There may be several processes in the system that demand the same resource at the same time. As a result, the operating system must handle all operations and resources in a convenient and efficient manner.
The operating system is in charge of Process Management, which also includes the allocation and de-allocation of resources to processes.
Process Deep Dive
When a program is put into memory and becomes a process, it is divided into four parts: stack, heap, text, and data.
Learn more about the memory layout of a program.
The Operating System uses the process attributes to generate the process control block (PCB) for each of them. This is also known as the process context. The next sections discuss the attributes that are saved on the PCB:
- Process ID: When a process is created, a unique id is issued to it, which is used for the process’s unique identification throughout the system.
- Program Counter: A programme counter maintains the address of the process’s last instruction before it was interrupted. When the execution of this process is resumed, the CPU utilises this address.

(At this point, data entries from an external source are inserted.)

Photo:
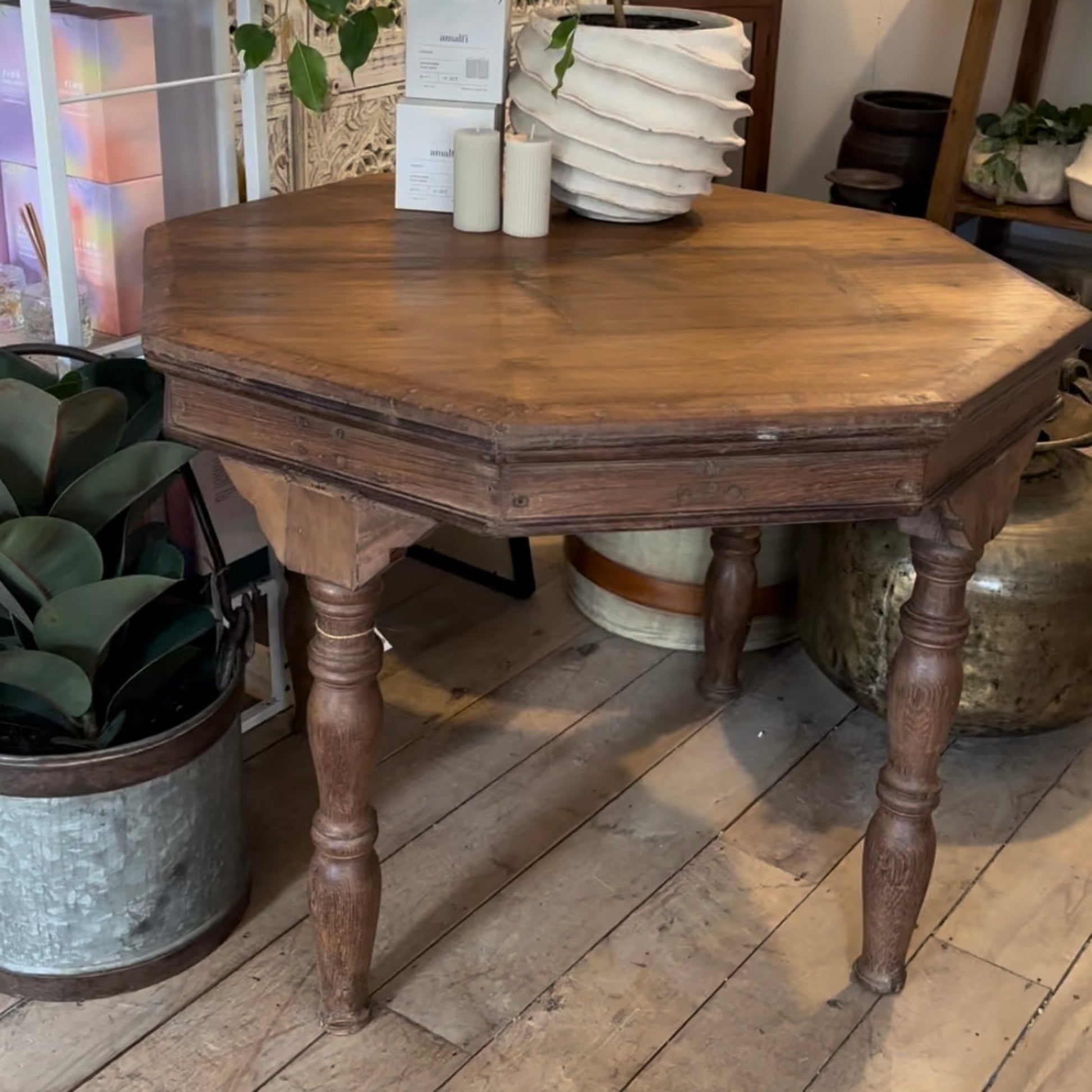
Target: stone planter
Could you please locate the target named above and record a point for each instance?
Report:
(645, 117)
(1043, 167)
(121, 868)
(648, 585)
(1079, 177)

- Process State: From process’s beginning until its termination, the Process passes through several phases, including new, ready, operating, and waiting. The PCB also records the process’s state, which allows the CPU to resume the operation from where it was paused.
- Priority: Each process has its own priority. Among the processes, the one with the highest priority receives the CPU first. This data is likewise saved on the process control block.
- General Purpose Registers: Each process has its own set of registers that are used to store data created during the process’s execution.
- List of open files: During execution, each process makes use of files that must be present in main memory. The OS also keeps a list of open files on the PCB.
- List of open devices: The operating system also keeps a list of all open devices that are used throughout the process’s execution.
From start to finish, the process goes through several stages:
- New: A new process is a programme that will be loaded into main memory by the operating system.
- Ready: Ready state processes are processes that are ready for execution and exist in main memory. Many processes may be present in the ready stage.
- Running:A process that is executing on the CPU is referred to as being in the running stage.
- Block or Waiting: The CPU can also preempt a process based on the scheduling algorithm in use, and the process can be moved from the running to the blocked or waiting state. A process also preempts when they require to perform I/O operations.
- Completion or Termination: When a process has completed its execution, it enters the termination state. The process’s context (Process Control Block) will likewise be removed, and the process will be terminated by the operating system.
- Suspended ready: A process in the ready state that is transferred to secondary memory from main memory due to a shortage of resources (mostly primary memory) is referred to as being in the suspend ready state.
- Suspended wait: Rather than removing the process from the ready queue, it is preferable to delete the blocked process that is waiting for resources in main memory and thus is in suspended waiting stage.